Distinguish facts that are normative and facts that have normative importance in the sense that these facts give us reasons. Two examples would be the facts that
(J) your wine is poisoned; and that
(K) the fact stated by (J) gives you a reason not to drink your wine.
Of these facts, (J) is natural and (K) is normative. But it is (J), the natural fact, which has normative importance, in the sense of reason-giving force... Whenever some natural fact gives us a reason, there is also the normative fact that this natural fact gives us this reason.
It is easy to overlook such normative facts... if we say that natural facts of certain kinds are reasons to act in certain ways, we may be led to assume that, to defend the view that there are normative reasons, it is enough to claim that there are natural facts of these kinds. That is not so. We must also claim that these natural facts have the normative property of being reasons. And this claim, property, and fact might all be irreducibly normative.
In subsequent chapters, Parfit similarly notes the importance of distinguishing right-making features of an act (e.g. maximizing happiness, or whatever) from the property of being right.
I guess the truth value of Parfit's last claim in the snippet would depend on whether or not there are natural facts constituting necessary and sufficient conditions for being a normative property.
ReplyDeleteFor instance, an important necessary condition for the truth of the claim "A ought to X" is that A could fail to X. Take a statement of the individually necessary conditions that are jointly sufficient for the truth of the normative claim. This will give us an analysis of the normative claim, and we can use the analysis to pick out a natural property in the world that meets all of its necessary conditions.

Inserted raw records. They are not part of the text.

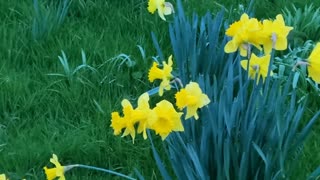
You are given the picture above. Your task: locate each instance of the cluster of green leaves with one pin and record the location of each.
(248, 130)
(306, 23)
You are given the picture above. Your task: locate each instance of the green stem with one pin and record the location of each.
(103, 170)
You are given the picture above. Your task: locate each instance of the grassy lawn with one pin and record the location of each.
(46, 108)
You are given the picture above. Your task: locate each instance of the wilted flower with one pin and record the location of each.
(58, 171)
(314, 64)
(168, 119)
(163, 74)
(192, 98)
(164, 8)
(244, 32)
(274, 34)
(257, 66)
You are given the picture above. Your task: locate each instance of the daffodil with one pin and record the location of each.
(244, 33)
(3, 177)
(192, 98)
(314, 64)
(142, 115)
(163, 74)
(274, 34)
(164, 8)
(257, 66)
(58, 171)
(149, 114)
(168, 119)
(117, 123)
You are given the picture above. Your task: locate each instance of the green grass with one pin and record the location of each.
(41, 114)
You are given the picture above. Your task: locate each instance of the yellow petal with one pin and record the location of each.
(230, 47)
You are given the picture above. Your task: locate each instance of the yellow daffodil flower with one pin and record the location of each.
(163, 74)
(117, 123)
(58, 171)
(275, 34)
(192, 98)
(168, 119)
(149, 115)
(244, 32)
(257, 66)
(164, 8)
(3, 177)
(314, 64)
(142, 115)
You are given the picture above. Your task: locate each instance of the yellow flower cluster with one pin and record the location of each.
(314, 64)
(248, 32)
(163, 118)
(164, 8)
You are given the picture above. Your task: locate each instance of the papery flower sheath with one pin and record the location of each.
(191, 97)
(244, 33)
(257, 66)
(162, 74)
(274, 34)
(148, 116)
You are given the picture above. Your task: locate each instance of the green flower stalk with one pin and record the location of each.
(58, 171)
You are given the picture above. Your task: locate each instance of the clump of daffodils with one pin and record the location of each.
(248, 33)
(264, 36)
(163, 118)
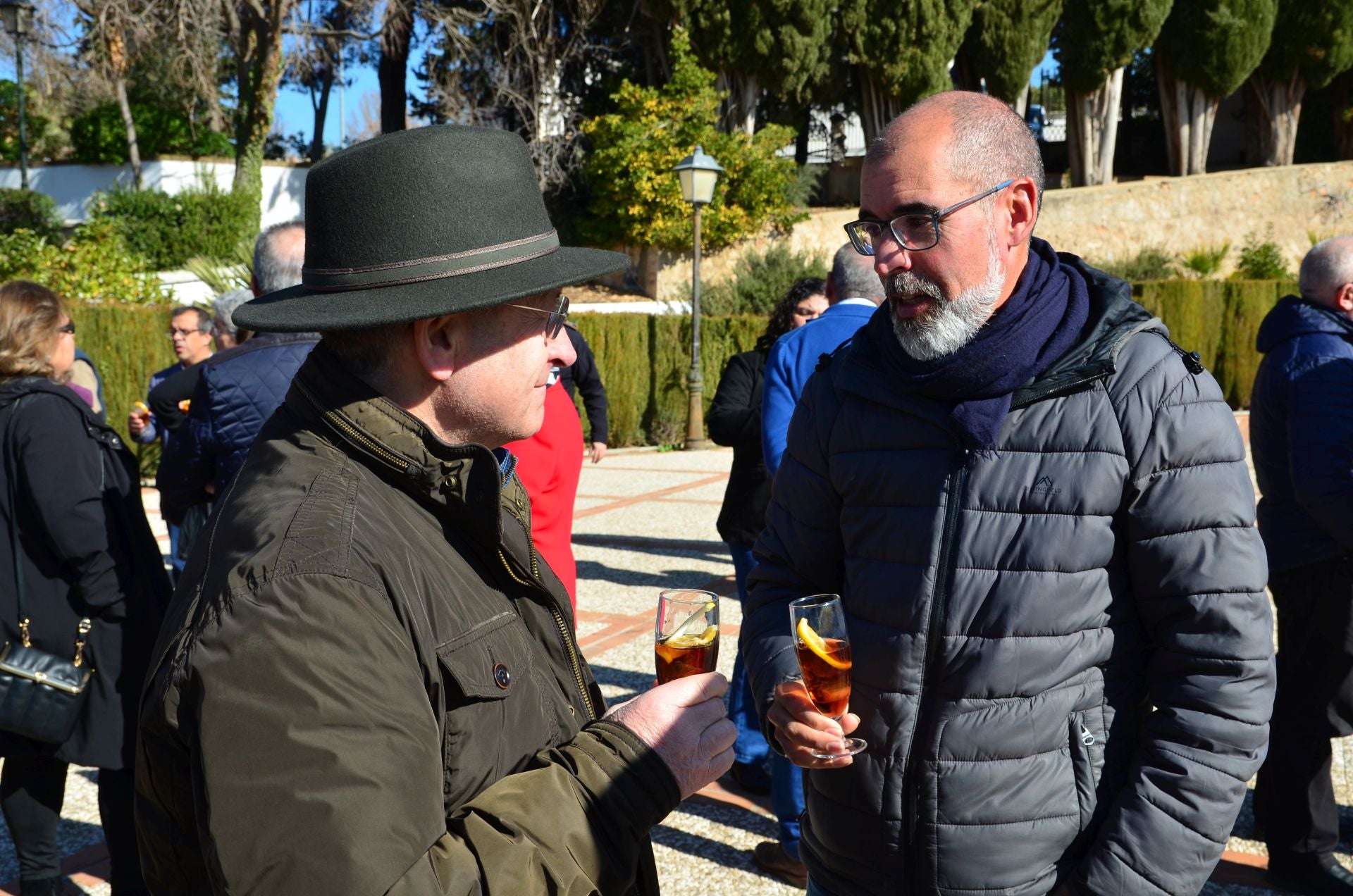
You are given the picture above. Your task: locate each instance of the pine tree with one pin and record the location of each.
(1095, 39)
(901, 51)
(1203, 54)
(1006, 41)
(1313, 44)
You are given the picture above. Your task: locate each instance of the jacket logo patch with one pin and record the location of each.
(1045, 486)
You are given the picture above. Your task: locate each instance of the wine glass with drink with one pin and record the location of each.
(823, 649)
(686, 634)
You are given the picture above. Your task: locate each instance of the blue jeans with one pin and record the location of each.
(786, 780)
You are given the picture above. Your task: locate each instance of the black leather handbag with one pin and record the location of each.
(41, 695)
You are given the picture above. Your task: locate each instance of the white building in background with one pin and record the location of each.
(73, 186)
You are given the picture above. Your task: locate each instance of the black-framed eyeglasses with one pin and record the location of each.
(555, 320)
(915, 230)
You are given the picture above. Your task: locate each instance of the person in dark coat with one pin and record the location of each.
(237, 389)
(583, 378)
(87, 552)
(1038, 517)
(1302, 437)
(734, 420)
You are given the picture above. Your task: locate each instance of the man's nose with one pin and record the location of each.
(562, 349)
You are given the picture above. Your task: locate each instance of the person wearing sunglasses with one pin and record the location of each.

E.g., the property of being a proper function, in Ruth Millikan's sense, might be such a natural property. In that case, there would not be non-natural irreducible normative facts in addition to natural facts.
More simply: the disjunction of possible right-making features is a natural property that is necessary and sufficient for an act's being right. Even non-naturalists grant this. But it doesn't follow that this is an analysis of rightness, since (as the non-naturalist insists) there can be necessarily coextensive (but distinct) properties.